There has been a big debate about the state of the Australian economy after the Q2 GDP data released earlier this month showed a weak 0.2% growth rate, which dragged the annual rate down to just 2%.
But, Deutsche Bank’s Sydney equity strategists, Tim Baker and Joseph Kim, are more upbeat than most on the outlook for the economy at the moment.
In a piece titled, “It’s not 2013 anymore” Baker and Kim react to questions from clients on why they are so upbeat. They highlight six ways the economy has improved since the Coalition was elected.
- In 2013 hours worked fell, but are now growing at 1½%. And the unemployment rate was rising in 2013, but now looks to have stabilized.
- Discretionary consumer spending grew only 1% in 2013, the 2nd worst year on record. But in FY15 it grew 4½%.
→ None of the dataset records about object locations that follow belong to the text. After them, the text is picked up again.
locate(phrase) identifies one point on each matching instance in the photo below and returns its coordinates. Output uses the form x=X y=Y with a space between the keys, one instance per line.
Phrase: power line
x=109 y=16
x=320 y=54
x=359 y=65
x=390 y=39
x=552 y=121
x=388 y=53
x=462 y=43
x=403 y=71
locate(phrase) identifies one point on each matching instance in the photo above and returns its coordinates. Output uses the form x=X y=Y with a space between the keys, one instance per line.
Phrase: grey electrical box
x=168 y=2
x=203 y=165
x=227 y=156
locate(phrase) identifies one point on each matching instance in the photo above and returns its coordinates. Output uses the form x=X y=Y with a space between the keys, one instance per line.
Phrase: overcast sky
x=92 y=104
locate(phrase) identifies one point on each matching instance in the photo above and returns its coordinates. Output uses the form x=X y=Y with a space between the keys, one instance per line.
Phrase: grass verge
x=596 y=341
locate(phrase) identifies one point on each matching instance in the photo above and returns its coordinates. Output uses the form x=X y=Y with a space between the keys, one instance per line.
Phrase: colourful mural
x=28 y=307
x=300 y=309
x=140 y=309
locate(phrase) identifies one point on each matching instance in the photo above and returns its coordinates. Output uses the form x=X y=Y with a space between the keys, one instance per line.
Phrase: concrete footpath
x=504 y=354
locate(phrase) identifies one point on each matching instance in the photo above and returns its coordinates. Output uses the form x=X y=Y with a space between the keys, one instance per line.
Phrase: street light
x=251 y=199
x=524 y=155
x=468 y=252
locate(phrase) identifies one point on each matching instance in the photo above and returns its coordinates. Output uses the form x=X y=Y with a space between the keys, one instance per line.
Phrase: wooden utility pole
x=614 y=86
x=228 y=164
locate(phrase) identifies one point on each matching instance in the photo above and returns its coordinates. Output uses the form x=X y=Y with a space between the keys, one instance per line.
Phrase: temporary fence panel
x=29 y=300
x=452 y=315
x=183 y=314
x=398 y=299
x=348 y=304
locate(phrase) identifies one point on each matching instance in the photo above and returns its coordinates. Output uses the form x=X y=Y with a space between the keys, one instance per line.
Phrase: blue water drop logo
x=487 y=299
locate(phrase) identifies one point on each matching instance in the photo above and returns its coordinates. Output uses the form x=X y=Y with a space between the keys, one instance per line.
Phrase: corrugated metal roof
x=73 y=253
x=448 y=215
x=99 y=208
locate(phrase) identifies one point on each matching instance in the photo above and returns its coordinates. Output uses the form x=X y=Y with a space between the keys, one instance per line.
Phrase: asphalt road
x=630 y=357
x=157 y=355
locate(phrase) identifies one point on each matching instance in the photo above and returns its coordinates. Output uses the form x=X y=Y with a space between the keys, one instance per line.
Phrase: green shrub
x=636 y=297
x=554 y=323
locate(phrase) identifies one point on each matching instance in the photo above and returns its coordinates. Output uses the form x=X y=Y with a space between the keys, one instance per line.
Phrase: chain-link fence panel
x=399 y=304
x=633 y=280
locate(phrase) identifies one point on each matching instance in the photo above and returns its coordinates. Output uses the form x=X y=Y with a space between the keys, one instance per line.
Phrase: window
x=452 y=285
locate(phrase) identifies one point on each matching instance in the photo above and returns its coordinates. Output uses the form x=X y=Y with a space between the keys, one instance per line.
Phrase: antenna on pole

- Bonuses for workers were falling in 2013, now they’re rising.
- Housing construction was flattish in 2013, but has risen by 10% over the past year.
- Business conditions (according to the NAB survey) have risen from below average in 2013 to firmly above average now.
- Business credit growth has risen from 2-3% to 5%. And business capex ex-resources was shrinking in 2013 but is now edging higher.
That’s good news for the economy in the months, and quarters, ahead.